Grow Your Mindset to Grow Your Portfolio
As real estate investors, our goal is to constantly grow our portfolio of rental properties.Starting out, this process may seem relatively quick for some. You might buy your first property, and soon after another and another. Eventually, you’ll start running out of capital to invest.
As a real estate investor, if you haven’t already, you will eventually run out of your own money to invest in deals. That’s just the nature of the game. Those who understand this, are far better off, as they realize the importance of raising money for deals. This is why we have focused heavily on syndication and raising money on this show.
While raising money through syndication or crowdfunding are great ways to continue expanding your portfolio, there are a couple methods that are often overlooked.
What if I told you that you have the ability to unlock capital you didn’t know you had? Well, you do!
We’re going to review two methods that will allow you to expand your portfolio without having to raise money.
Now you may be wondering where this mysterious capital is coming from. It’s not under your mattress. Rather, it’s in the walls and floors of your existing property. Yes, this capital is equity! Equity is essentially cash trapped in your property.
There are very few benefits to having equity stored in your property. In fact, the benefits of removing equity far outweigh any advantages to keeping large stakes of equity in your property.
The first method of expanding your portfolio is doing what is called a cash-out refinance.
What is Cash-Out Refinance?
A mortgage refinancing transaction in which the new mortgage amount is greater than the existing mortgage amount, plus loan settlement costs. The purpose of a cash-out refinance is to extract equity from the borrower’s home. A cash-out refinance is an alternative to a home equity loan (Investopedia).

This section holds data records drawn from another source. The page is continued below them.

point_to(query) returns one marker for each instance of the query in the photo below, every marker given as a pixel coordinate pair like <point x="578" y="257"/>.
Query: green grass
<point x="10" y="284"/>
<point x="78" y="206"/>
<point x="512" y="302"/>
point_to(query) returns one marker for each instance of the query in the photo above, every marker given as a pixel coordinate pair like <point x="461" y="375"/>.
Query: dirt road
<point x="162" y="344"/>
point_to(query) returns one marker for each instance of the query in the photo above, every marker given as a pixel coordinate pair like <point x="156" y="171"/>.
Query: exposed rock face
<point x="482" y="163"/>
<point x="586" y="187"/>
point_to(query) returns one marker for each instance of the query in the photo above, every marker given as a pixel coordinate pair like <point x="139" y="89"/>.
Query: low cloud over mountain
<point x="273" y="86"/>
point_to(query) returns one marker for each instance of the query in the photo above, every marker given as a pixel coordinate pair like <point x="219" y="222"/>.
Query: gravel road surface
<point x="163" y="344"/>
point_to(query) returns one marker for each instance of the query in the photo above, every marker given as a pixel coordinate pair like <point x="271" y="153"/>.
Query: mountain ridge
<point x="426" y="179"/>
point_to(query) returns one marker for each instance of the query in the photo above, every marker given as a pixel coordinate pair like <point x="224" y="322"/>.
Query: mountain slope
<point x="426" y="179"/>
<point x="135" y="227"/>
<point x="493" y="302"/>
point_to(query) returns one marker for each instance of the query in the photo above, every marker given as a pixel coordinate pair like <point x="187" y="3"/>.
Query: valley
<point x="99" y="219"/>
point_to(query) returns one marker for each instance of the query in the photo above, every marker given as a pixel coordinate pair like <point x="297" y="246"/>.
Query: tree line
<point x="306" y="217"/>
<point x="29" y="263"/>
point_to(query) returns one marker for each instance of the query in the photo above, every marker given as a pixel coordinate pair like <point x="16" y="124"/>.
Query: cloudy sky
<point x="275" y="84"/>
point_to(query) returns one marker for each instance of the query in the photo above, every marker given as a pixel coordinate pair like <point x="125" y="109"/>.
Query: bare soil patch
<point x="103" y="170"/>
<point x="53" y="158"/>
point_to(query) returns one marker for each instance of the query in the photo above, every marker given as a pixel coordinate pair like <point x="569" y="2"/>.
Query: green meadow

Let’s look at an example scenario. In this example, you bought an $100,000 property. After five years, the property has appreciated a total of 25%, to a value of $125,000. In that time, you’ve paid down the principal of you loan to $90,000.
Your equity is the value of the property minus what you owe. So in this case your equity is $125,000 – $90,000, which equals $35,000.
By doing a cash-out refinance, you can access this equity and invest it in another property. Cash-out refinances are a great alternative to selling a property, as you get to maintain ownership and profit from the appreciation.
If you do sell a property, be prepared to pay taxes on the profit you make. If you hold the property for greater than 1 year, you’ll have to pay Capital Gains tax. However, you can avoid paying the Capital Gains tax by using a 1031 exchange.
What is a 1031 Exchange?
A section of the U.S. Internal Revenue Service Code that allows investors to defer capital gains taxes on any exchange of like-kind properties for business or investment purposes. Taxes on capital gains are not charged on the sale of a property if the money is being used to purchase another property – the payment of tax is deferred until property is sold with no re-investment (Investopedia).
You might need to sell a property due to loan limits, moving markets, or a number of other reasons. By avoiding Capital Gains tax, you’ll save yourself 15% – 20%, depending on your tax bracket. This will allow you to keep more money in your pocket, so long as you reinvest it in a “like kind” property. By using a 1031 exchange, you can use your equity in your existing property to invest in a larger property, thus increasing the amount of real estate you control, and presumably increasing your cash flow.
Every investor hits a ceiling using their own money. The best investors, use creative strategies to maximize their ability to control more and more real estate. Don’t make the mistake of doing nothing. There are always solutions.
Invest wisely, seek out solutions, and never quit learning.